Sunday, October 25, 2020

REVIEW: Dewey Decimated (book) by Charles A. Goodrum

Dewey Decimated is the first book in Goodrum's Werner-Bok Library Mysteries series. I checked it out from my library.


Betty Crighton Jones (called Crighton from here on out) is the press officer for the Werner-Bok Library in Washington, D.C. Some recent developments are making her job particularly stressful. Anonymous letters sent to various members of the media claim that several of the Werner-Bok's rare books are, in fact, fakes, and it's starting to put the Library's reputation at risk. Not only that, but Murchison DeVeer, the Head of the Manuscripts Division, claims he knows that something fishy is going on in the Rare Books Division. 

In a effort to deal with the anonymous note situation as quietly and quickly as possible, the library director, Brooks, invites Dr. George, a respected retired librarian, to look into the situation in the guise of doing research for a book. Brooks assigns Crighton to be George's guide/assistant. Shortly before George arrives, however, DeVeer ends up dead in an apparent accident. Was DeVeer the one responsible for the notes, and is the problem now solved? Or is something more sinister going on?

This was originally published in 1977, and it shows. An actual card catalog, a physical shelflist, male librarians in all the most important positions, casual sexism (which leaves Crighton feeling more resigned than annoyed), and characters who've barely heard of smoke detectors before. The best point of reference I had was the semester I spent at the Newberry Library. Even today, a portion of their collection still can't be searched in the online catalog and must be found using the card catalog. Without the experience I'd had searching for research materials there, as well as the time I spent in some of their staff-only areas, I'm not sure how much sense parts of this book would have made.

I went into this expecting it to be a cozy mystery, but I'm not sure that's quite the right label for it. The first death, in particular, had gorier aspects than I'd normally expect from a cozy. Then there was the, uh, drawer full of blood. Ew. Still, the cutesy title and slight romance subplot fit, I suppose - there's a love triangle involving Crighton, a researcher named Carson, and Welles, the assistant chief of the Rare Books Room.

Although I enjoyed the Werner-Bok's messed up workplace politics, this was a bit of a struggle to get through. None of the characters particularly appealed to me or even made much of an impression. Almost all of them had the same "voice," and I found myself repeatedly having to flip back and forth in the book in an effort to figure out who people were and what their jobs were. It didn't help that nearly everyone was referred to by their last names, several of which began with the same letter. I kept mixing up Carson and Conrad, and the first few times Welles appeared on-page I couldn't even remember which division he worked in.

The romance aspect was painfully weak, and the mystery aspects were mediocre.
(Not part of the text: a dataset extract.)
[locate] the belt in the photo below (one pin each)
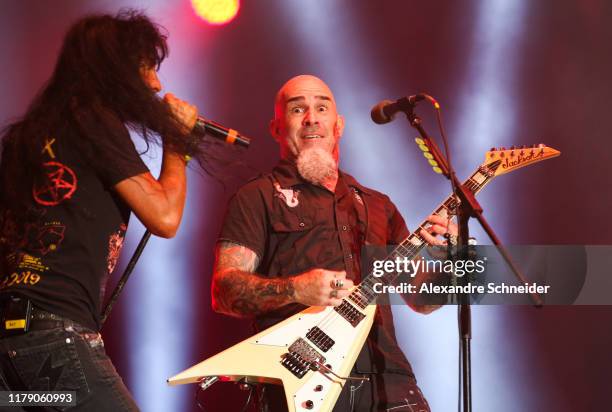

I correctly guessed the identity of the murderer well before the end of the book - Goodrum made it so obvious I was sure I was going to turn out to be wrong. I will say this, though: the cat-and-mouse scene near the end, in the closed library, was really good, even if it did make me want to shake Crighton for not fully thinking everything through (she brought food but no flashlight!). Also, the title is fabulous, although it would have been more appropriate for a book set in a public library than a research library.

I have no plans to seek out the next book in this series.